The Juilliard was right there for them. Carter’s five quartets would ultimately become an essential late 20th-century cycle, and the Juilliard was his favored ensemble. In his 1959 complex Second Quartet, written for the Juilliard, he gave each instrument a distinct personality. If you want a perfect minute-and-a-half portrait of Mann — skittering, propulsive, boisterous, spiritually awestruck, funny, street-smart, self-reliant, challenge-hungry — there is nothing better than the Cadenza for Violin I that comes near the end of Carter’s Second. Living up to that vow to treat new music as if it deserved the care of old masters, the Juilliard was reputed to have spent hours working on a single bar of Carter in rehearsal.
The same was true of the classics, especially Beethoven’s quartets. Beethoven’s “Grosse Fuge” went like a bomb every time the Juilliard played it with a vigor that felt downright dangerous, musical shards flying dangerously throughout the hall. Those shards got more raucous as the years went by and as Mann’s intonation began to slip. It’s not that he never cared about beauty. There are moments in the Beethoven slow movements that are as evocative of the great beyond as the most impressive vistas of nature. It was just that beauty had to be earned the hard way.
That could be traced to Mann’s boyhood in Portland, Ore. His first love was the great outdoors, and he never lost his love of the wilderness. He was a fine violinist, but for him, the emphasis was on the vista — the getting there, the adventure of the climb and the spiritual rewards of contemplating nature.
He was also a complete cosmopolitan, and the contentiousness of city life also went into Mann’s string quartet compulsiveness. He outlived a number of Juilliard members during his 51 years, and he was known not only for his avid outspokenness in rehearsals but also for encouraging outright cockiness in others, leading to the regular fights he relished. If music were to matter, you didn’t hold back.
For Mann’s last several years in the quartet, colleagues and critics regularly advocated that he retire from the group before his intonation became unbearable. He later told me he didn’t understand what everyone was complaining about; his intonation was never all that hot.

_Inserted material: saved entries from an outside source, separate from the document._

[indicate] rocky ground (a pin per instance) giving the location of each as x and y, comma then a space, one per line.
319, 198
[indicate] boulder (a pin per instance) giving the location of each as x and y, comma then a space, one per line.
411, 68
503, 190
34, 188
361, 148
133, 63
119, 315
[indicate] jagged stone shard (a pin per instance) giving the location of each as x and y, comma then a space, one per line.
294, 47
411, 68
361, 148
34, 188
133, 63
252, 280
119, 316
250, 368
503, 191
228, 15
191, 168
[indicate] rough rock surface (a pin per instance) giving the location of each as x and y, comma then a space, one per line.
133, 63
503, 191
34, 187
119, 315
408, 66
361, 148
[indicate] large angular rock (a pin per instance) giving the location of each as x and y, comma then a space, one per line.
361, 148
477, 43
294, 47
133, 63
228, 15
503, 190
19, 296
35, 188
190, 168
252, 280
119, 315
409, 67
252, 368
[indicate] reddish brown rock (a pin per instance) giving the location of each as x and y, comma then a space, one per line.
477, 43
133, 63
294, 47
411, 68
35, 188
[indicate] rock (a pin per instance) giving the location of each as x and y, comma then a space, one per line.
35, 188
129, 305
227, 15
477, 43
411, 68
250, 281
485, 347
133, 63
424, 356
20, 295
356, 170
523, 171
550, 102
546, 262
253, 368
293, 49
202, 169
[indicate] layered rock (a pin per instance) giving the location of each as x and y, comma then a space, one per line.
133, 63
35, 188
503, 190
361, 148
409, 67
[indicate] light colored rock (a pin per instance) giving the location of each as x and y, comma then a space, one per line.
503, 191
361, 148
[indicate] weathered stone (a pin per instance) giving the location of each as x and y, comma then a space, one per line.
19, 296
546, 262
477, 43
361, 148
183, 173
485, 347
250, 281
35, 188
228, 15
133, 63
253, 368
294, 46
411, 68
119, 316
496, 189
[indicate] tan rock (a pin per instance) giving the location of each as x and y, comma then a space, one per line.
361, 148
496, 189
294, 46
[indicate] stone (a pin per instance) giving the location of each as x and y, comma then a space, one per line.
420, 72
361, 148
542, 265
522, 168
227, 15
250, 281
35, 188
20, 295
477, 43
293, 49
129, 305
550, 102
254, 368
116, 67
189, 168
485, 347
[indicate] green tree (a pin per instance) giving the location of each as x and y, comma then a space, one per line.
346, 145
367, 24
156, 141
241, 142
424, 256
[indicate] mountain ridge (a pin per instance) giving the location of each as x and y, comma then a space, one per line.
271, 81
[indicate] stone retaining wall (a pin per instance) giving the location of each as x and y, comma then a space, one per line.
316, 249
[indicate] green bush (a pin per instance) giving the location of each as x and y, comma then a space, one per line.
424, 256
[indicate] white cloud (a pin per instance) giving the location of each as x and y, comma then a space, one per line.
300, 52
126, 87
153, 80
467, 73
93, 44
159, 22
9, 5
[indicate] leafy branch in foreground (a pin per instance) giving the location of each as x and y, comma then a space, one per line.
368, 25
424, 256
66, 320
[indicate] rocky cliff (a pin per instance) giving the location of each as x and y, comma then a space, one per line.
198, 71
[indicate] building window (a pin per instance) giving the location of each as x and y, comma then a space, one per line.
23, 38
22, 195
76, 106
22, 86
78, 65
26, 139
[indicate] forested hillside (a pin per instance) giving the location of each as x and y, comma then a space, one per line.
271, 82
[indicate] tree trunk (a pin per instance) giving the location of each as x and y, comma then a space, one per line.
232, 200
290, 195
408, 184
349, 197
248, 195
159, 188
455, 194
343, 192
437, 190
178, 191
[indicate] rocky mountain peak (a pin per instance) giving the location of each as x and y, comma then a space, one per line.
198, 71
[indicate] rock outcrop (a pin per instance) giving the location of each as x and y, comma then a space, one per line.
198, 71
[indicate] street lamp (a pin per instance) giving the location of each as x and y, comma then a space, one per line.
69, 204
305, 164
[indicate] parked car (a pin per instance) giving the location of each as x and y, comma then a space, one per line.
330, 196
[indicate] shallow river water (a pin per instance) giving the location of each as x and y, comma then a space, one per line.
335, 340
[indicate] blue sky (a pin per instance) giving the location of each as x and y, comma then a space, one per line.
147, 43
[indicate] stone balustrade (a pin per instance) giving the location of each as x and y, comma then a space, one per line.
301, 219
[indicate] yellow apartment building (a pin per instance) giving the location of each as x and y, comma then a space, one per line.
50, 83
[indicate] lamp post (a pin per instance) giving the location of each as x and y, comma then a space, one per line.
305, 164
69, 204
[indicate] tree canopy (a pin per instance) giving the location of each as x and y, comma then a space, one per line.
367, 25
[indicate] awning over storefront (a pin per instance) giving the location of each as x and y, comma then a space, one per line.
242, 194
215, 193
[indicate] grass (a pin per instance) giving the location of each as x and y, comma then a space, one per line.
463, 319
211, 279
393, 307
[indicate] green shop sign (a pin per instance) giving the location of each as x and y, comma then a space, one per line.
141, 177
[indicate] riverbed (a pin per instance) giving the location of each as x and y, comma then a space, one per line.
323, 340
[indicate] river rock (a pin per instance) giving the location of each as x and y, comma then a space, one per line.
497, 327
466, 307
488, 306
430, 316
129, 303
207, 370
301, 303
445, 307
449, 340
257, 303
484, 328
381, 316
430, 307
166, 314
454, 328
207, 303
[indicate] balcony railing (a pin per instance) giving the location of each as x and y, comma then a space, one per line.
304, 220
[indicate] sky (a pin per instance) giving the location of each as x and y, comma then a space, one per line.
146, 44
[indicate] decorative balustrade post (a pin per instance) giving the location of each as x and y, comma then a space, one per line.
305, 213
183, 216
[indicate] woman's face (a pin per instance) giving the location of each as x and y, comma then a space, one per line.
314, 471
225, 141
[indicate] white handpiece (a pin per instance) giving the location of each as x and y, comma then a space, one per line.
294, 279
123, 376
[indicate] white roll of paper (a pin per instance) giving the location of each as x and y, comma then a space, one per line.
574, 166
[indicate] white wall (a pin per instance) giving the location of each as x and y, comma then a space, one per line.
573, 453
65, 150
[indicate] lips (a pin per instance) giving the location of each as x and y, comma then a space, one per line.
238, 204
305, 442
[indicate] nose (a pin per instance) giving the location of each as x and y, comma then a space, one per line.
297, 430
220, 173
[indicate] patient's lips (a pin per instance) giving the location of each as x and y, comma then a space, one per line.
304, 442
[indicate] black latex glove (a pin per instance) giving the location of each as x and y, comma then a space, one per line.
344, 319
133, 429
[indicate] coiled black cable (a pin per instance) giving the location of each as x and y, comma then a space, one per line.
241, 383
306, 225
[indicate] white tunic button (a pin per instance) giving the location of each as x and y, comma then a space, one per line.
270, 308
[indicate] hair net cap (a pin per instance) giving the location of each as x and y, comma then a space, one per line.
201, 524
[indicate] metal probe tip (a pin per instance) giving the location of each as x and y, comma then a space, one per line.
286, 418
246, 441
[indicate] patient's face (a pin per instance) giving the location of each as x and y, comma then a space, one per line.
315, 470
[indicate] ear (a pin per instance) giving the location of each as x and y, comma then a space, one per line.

He exaggerated, but just a little. Most of today’s string quartets can play Beethoven’s C-Sharp Minor Quartet, Opus 131, with more polish than the Juilliard did in its heyday, on its 1962 recording. If you listen to it now, remastered in high resolution, you may be struck by all the imperfections newly highlighted, but every imperfection is its own spiritual highlight. This is one of a handful of greatest recordings from arguably the greatest string quartet.
In the late years, when I heard the ensemble the most, Mann’s rawness was simply a given. But the performance never came close to losing a physical force gripping enough to make one believe in a musical orgone force that science has yet to discover.
Mann had another two productive post-Juilliard decades teaching, composing and conducting (while the quartet has continued with ever new members). He was a born conductor, often seeming to lead his string quartet performances onstage. That could have easily been his career.
Mainly, though, he leaves the kind of legacy that Cage, Callas, Bernstein and Gould left us — an example of how to proceed. In refashioning the string quartet for a modern age, Mann made it possible for the Kronos to then instigate a second string quartet revolution. Now we have a vital new generation of quartets popping up everywhere, and Bobby Mann’s DNA is somewhere in them all.